1. MAZZONCINI AI VERTICI DI FERROVIE
Alessandro Barbera per “la Stampa”
RENZI PADOAN
Graziano Delrio lo aveva preannunciato: «Dopo il varo del decreto per la privatizzazione si apre una nuova fase anche per i vertici aziendali». E così è stato. Ieri mattina il consiglio di amministrazione delle Ferrovie ha rassegnato in blocco le dimissioni, primo passo verso la nomina di un nuovo presidente e amministratore delegato.
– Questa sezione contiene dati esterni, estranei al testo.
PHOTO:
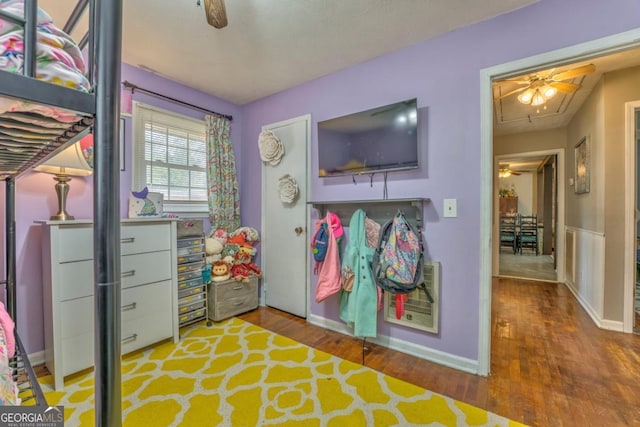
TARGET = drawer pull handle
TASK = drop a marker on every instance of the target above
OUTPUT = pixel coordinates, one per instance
(131, 306)
(130, 338)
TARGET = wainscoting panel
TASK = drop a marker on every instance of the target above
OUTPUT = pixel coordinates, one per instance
(588, 271)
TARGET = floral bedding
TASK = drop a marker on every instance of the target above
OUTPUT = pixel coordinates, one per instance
(58, 59)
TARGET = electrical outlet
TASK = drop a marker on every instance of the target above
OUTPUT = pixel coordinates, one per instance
(450, 208)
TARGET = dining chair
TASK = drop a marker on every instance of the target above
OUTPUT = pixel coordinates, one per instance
(528, 233)
(508, 232)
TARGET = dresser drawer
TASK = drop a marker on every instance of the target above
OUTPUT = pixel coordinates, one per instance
(137, 238)
(77, 352)
(144, 268)
(76, 317)
(233, 289)
(76, 245)
(76, 279)
(147, 300)
(144, 331)
(135, 269)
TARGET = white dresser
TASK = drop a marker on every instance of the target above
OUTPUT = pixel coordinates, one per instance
(148, 293)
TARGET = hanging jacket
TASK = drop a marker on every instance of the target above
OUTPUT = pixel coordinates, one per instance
(329, 269)
(358, 308)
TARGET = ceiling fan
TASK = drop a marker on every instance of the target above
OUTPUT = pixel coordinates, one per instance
(537, 88)
(215, 12)
(506, 172)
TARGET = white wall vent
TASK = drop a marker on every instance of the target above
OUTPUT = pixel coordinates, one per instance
(419, 313)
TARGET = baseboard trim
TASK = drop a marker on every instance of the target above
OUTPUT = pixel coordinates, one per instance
(435, 356)
(611, 325)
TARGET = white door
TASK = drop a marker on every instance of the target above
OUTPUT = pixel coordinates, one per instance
(284, 230)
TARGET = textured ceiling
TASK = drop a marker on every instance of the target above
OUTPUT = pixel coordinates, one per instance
(511, 116)
(273, 45)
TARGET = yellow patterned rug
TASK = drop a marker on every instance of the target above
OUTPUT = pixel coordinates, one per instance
(237, 374)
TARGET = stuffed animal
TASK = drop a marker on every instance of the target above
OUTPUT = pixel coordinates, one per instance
(243, 268)
(220, 271)
(213, 249)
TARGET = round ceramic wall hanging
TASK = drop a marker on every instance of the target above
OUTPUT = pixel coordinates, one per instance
(271, 148)
(288, 189)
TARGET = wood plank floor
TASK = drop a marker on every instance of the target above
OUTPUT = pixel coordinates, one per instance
(550, 364)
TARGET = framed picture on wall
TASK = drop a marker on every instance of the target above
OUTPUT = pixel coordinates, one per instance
(583, 168)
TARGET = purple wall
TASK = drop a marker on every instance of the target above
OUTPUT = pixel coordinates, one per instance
(36, 199)
(444, 74)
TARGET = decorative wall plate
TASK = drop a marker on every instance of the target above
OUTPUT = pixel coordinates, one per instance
(287, 188)
(271, 148)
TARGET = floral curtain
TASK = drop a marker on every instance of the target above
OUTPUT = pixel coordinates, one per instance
(222, 180)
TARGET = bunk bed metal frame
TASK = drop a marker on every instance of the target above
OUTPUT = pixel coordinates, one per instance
(100, 109)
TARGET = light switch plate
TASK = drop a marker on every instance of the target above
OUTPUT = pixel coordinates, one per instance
(450, 208)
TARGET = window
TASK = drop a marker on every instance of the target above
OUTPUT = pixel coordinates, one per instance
(170, 157)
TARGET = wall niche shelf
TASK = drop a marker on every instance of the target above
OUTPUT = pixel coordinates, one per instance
(380, 210)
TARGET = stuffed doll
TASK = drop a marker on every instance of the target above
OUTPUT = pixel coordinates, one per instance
(220, 271)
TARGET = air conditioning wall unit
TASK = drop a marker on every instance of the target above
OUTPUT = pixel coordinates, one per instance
(419, 312)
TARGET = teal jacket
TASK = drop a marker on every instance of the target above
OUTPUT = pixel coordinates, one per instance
(358, 308)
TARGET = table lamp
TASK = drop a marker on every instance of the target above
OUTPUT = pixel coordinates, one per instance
(76, 160)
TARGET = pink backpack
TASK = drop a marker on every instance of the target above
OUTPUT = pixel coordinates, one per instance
(328, 270)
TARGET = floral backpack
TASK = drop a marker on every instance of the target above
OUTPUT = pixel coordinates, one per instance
(397, 261)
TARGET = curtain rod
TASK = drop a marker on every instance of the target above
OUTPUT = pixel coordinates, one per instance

Gli uscenti Marcello Messori e Michele Elia, profondamente divisi sulla strategia aziendale, lasceranno il palazzone di Piazza della Croce Rossa dopo appena un anno e mezzo.
GRAZIANO DELRIO
È il primo rinnovo di un'azienda pubblica nell' era Renzi: «Lo scontro fra i due aveva letteralmente paralizzato il consiglio», spiegano dalle Infrastrutture. Se non bastasse, nel frattempo sono arrivati il mandato d' arresto della Procura di Palermo per Dario Lo Bosco, presidente di Rfi, e le dimissioni del presidente di Trenitalia, Marco Zanichelli. Per il governo, già in grave ritardo sul piano di privatizzazione, è suonato il gong. Renzi ha preso l' iniziativa e, d' intesa con i due ministri competenti (Padoan e Delrio) ha chiesto l' azzeramento di tutto il consiglio.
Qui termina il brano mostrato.